Aktivitas spa bayi yang terdiri dari kegiatan renang bayi dan pijat bayi merupakan aktivitas fisik yang tidak hanya mengakibatkan kelelahan fisik moderat, namun juga mengaktivasi pengeluaran hormon tubuh yang dapat membantu tidur menjadi lelap. Roesli (2002) dalam Fathoni., NL., Roekistiningsih (2006) mengemukakan bahwa pemijatan dapat meningkatkan kadar serotonin yang akan diubah menjadi melatonin melalui proses N-asetilisasi dan O-metilisasi di kelenjar pineal. Melatonin merupakan hormon yang disintesis

dan disekresikan oleh kelenjar pineal langsung ke dalam sirkulasi dan didistribusikan ke seluruh tubuh. Sebagai respon pada keadaan gelap, sekresi melatonin akan meningkat sehingga dapat memicu tidur dengan cara menekan

wake-promoting signal pada SCN (suprachiasmatic nucleus) yang

mempertahankan kesadaran dan menghambat dorongan untuk tidur. Sehingga dalam mekanisme tidur, melatonin berperan menurunkan sleep oncet latency

melalui sleep switch model yang dapat mempertahankan keadaan tidur pada malam hari sehingga membuat tidur lebih lama dan lelap pada malam hari.
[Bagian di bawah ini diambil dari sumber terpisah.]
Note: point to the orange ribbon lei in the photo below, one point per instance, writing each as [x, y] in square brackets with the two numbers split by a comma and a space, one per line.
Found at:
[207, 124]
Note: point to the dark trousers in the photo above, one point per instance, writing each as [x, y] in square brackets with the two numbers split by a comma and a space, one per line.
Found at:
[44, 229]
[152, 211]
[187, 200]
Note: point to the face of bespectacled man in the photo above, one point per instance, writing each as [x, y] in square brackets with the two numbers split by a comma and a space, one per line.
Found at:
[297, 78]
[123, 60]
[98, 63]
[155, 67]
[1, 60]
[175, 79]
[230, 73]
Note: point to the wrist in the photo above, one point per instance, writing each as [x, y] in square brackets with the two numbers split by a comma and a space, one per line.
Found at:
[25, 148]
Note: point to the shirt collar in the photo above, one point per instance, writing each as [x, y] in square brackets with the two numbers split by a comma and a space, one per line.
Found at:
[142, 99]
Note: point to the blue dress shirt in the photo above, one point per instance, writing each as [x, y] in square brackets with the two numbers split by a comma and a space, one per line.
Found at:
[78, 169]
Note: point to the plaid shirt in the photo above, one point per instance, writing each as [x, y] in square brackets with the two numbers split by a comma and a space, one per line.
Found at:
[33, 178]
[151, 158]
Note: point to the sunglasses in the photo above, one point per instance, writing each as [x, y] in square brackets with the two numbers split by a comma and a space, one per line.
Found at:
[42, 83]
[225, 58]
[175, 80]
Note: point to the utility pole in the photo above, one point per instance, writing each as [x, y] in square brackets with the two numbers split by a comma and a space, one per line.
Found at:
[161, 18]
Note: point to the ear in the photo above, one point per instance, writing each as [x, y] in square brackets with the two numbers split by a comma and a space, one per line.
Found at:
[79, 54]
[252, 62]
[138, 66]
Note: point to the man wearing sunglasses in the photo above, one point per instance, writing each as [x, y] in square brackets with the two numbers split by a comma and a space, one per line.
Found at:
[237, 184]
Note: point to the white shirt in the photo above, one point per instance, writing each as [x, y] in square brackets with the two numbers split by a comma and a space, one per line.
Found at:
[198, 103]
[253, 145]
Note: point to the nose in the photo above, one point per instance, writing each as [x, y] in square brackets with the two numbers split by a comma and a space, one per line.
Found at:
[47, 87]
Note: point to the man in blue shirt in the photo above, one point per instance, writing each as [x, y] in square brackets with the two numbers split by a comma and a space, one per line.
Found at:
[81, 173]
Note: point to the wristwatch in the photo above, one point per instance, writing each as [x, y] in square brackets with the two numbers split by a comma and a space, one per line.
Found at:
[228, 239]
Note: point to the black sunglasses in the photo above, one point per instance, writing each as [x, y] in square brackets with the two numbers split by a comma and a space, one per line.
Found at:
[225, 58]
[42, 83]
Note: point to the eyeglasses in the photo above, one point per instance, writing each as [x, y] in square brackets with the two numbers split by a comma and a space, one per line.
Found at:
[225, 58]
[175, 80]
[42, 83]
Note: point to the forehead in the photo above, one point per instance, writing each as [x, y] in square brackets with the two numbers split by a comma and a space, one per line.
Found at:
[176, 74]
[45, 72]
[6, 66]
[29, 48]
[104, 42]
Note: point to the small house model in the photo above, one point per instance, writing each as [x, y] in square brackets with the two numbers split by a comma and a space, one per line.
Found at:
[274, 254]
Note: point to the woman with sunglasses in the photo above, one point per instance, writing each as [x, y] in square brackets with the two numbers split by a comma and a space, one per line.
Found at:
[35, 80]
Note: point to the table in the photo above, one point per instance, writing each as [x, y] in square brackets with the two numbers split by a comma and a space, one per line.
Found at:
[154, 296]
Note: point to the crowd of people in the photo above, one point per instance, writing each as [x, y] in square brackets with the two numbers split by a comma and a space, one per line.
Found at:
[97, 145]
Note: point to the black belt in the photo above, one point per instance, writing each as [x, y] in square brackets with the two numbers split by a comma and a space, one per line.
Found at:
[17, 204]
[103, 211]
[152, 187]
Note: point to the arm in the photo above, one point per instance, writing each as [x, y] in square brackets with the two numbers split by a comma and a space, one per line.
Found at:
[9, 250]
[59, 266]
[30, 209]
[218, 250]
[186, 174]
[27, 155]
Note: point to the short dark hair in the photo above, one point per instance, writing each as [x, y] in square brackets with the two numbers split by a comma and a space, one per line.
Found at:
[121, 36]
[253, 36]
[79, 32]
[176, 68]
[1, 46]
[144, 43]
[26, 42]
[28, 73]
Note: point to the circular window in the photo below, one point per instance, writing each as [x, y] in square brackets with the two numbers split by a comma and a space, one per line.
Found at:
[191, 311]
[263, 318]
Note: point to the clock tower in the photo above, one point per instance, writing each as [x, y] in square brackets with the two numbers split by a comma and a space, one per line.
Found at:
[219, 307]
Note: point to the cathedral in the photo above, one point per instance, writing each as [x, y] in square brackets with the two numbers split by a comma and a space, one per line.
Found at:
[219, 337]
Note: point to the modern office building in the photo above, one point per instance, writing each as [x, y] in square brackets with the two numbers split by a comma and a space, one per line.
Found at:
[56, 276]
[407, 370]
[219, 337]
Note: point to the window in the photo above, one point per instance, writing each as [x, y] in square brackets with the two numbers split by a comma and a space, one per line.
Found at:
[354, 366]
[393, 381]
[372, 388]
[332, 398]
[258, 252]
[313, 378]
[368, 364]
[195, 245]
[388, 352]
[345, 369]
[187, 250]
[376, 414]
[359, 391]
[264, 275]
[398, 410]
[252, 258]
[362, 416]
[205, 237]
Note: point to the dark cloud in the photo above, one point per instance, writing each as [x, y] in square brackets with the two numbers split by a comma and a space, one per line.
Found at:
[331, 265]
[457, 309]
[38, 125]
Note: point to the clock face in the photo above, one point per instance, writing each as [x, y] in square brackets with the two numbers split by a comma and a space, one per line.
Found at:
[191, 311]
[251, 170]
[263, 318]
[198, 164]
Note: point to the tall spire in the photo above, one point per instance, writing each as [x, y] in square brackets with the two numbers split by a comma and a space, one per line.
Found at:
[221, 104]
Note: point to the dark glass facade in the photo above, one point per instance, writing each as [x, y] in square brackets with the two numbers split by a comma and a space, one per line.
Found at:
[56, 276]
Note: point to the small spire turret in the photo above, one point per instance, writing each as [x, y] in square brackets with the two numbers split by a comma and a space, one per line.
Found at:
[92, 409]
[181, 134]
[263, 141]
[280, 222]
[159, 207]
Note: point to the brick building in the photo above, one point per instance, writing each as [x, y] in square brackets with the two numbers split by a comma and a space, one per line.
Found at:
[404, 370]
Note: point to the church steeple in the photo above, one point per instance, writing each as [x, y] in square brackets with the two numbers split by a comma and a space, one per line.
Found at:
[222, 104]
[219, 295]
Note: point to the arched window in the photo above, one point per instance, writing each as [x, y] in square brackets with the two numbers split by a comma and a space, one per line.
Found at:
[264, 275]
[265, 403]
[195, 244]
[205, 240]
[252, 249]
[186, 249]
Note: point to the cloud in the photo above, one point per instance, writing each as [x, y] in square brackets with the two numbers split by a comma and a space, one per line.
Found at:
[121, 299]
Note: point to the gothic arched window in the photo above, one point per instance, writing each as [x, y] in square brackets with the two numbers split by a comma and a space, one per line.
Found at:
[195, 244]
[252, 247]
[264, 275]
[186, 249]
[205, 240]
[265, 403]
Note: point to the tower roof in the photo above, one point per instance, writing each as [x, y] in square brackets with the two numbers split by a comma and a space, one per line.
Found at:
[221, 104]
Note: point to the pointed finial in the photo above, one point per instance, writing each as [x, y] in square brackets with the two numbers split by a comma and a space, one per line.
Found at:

Selain itu, serotonin juga akan meningkatkan kapasitas sel reseptor yang berfungsi mengikat glukokortikoid (adrenalin, suatu hormon stress). Proses ini menyebabkan terjadinya penurunan kadar hormon adrenalin (hormon stress) sehingga bayi yang diberi perlakuan pemijatan akan tampak lebih tenang dan tidak rewel.

Yahya (2011) juga menjelaskan efek relaksasi yang ditimbulkan oleh suhu air saat renang bayi juga dapat membuat tidur bayi menjadi lebih lelap. Suhu hangat air yang berkisar antara 31˚C -32˚C akan menyebabkan dilatasi pembuluh darah tubuh yang akan meningkatkan sirkulasi darah dalam tubuh dan juga merelaksasi otot dan penurunan aktivitas sistem neuromuscular sehingga menimbulkan efek lelap dan meningkatkan kualitas tidur bayi.